CdP
24 October 2012

My roses have decided to burst out as if it were the spring they never had. The Felicia are magnificent and ditto the chinensis; the Primo Passo are covered in tight little buds which may or may not open before Saturday when we have been promised a wall of water and a precipitous plunge in temperatures.
    To date this autumn has been extraordinary – blue and balmy. Outside, working, it’s still shorts weather. Inside, of course, the house is cooling as usual. We lit a fire the other evening. Then we baked a crumble and boiled up a couple of pots full of quinces, and had to open the doors when we felt overcome by the heat.
    Things all around are strangely staggered. I see up in town that persimmon (Diospyros kaki) trees are putting on their spectacular autumn colours, and the fruits are turning a beautiful Chinese orange; the leaves of mine are still bright green and the fruits are their unripe pale apricot. Across the valley, the trees which had been driven brown by the relentless summer drought have shed those dead leaves and gone green again, with barely a tinge of autumn except for a couple of yellowing poplars; elsewhere, everything is very much on the turn.
    My life in the past few days has been very much dominated by quinces. In the end, I had to remove ours from the tree. Not only were they bending the poor little thing over with their weight, but they were beginning to rot on the branches, without falling off. So I brought them in, and began the long slow process. Not that we had that many – we had more than we’d ever had before, but it’s the donations that are keeping me busier than I really want. I mentioned to our friends Tom and Adriano that I could do with a few more. What I got was about 30kg more, plus a demand that I should stock their larder too. Which of course I will. But after our dry summer, they are dry too and they’re running very little juice. The amount of time/labour required is the same, but the yield is miserable. I feel I’m quincing my life away.

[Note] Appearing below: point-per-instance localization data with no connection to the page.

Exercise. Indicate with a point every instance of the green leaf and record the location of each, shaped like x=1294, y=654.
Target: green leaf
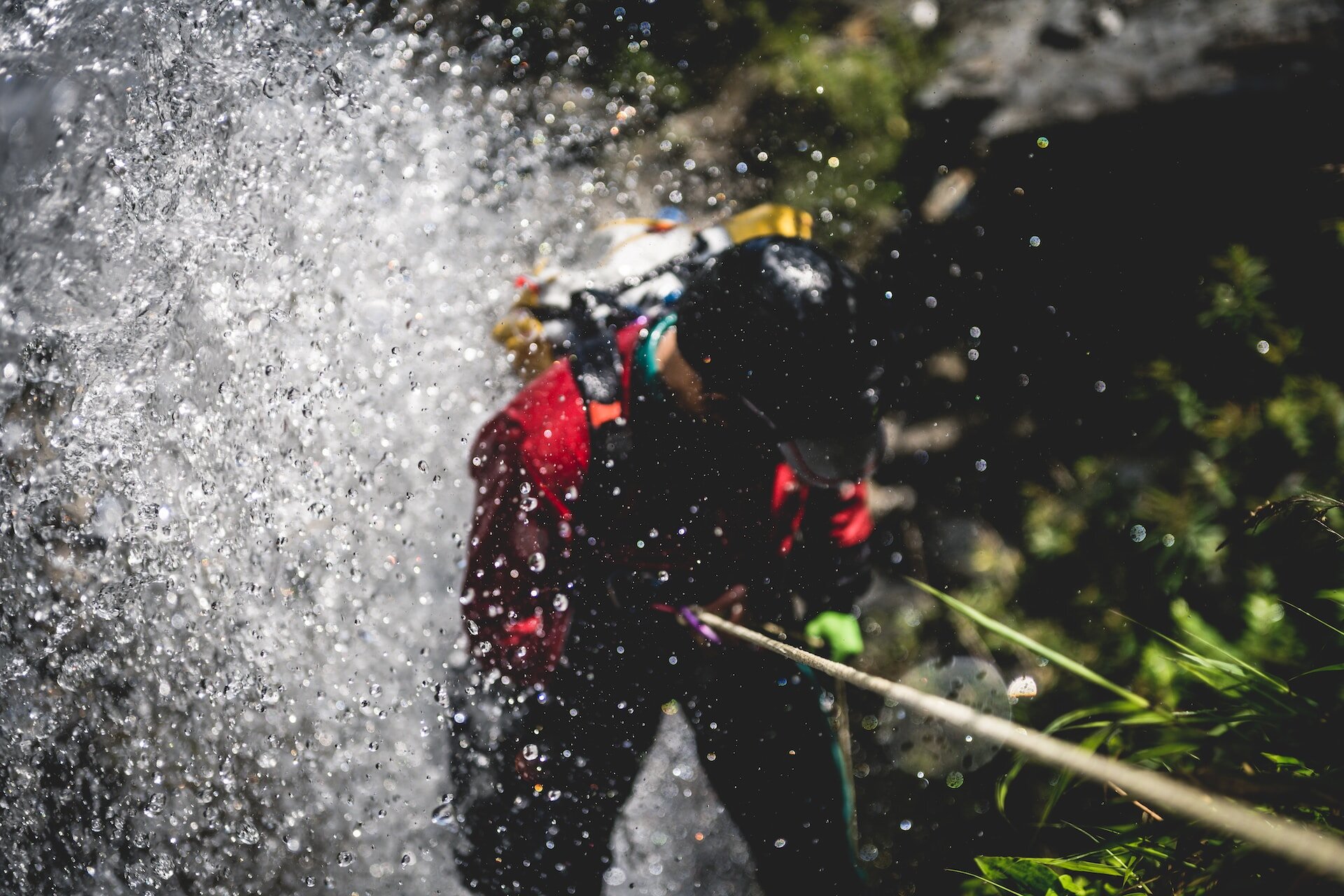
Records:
x=1082, y=865
x=1031, y=644
x=1338, y=666
x=1032, y=878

    Also occupying time has been the PV quandary. A very enthusiastic man turned up from Enel (the power company) with all kinds of smoke-in-your-eyes arguments – most of them revolving around the huge savings we’re going to make over the next 20 years – in favour of us installing photovoltaic panels. I have tried to explain that in the space of 20 years we could either become millionaires or end up squashed under a bus and therefore it’s the month-on-month saving that really interests us, but that interfers with his sales patter and therefore goes unnoticed. We are, I have to say, quite tempted, despite the fact that my hard-and-fast rules (no panels where we can see them; no panels where our neighbours can see them) make it rather difficult to find a suitable spot. The roof is out of bounds, for aesthetic and conservation zone reasons but also because it faces west/east rather than north/south and so is virtually useless. There’s one small sunny-ish spot down in the field which meets my stringent criteria but looking at it this gloriously sunny afternoon, it was already in the shade at 4.30… not all that good.
    Why, I wonder, do they force you to commit before sending a technician round? A salesman really isn’t good enough. And why do they expect you to accept funding without telling you the basics (interest rate? type/make of panels?) You’re asked to take their package, sight unseen. I suppose the fact that Enel too plans to gain from it is their guarantee that you’re not going to be palmed off with any old rubbish. It’s a leap of faith. But that is countered by the consideration that the saleman is only interested in getting his cut for the deal, not for the yield.
    Meanwhile I look around our beautiful Umbrian countryside, now dotted with banks of solar panels, and wonder: when will we wake from our collective amnesia? Not everyone is as fussy as me. Indeed, most people just stick them anywhere. It’s a bit like the uncontrolled building of the 1970s and ‘80s (and of the here and now in some cases), blighting Italy’s beauty and making me want to weep: people plan, administrations give permits, the landscape suffers at every turn. Now, apply the label ‘ecological’ or ‘sustainable’ and you can do just about anything, however devastatingly ugly it is. Do I want to be part of that, however discerning a part I am? I really don’t know.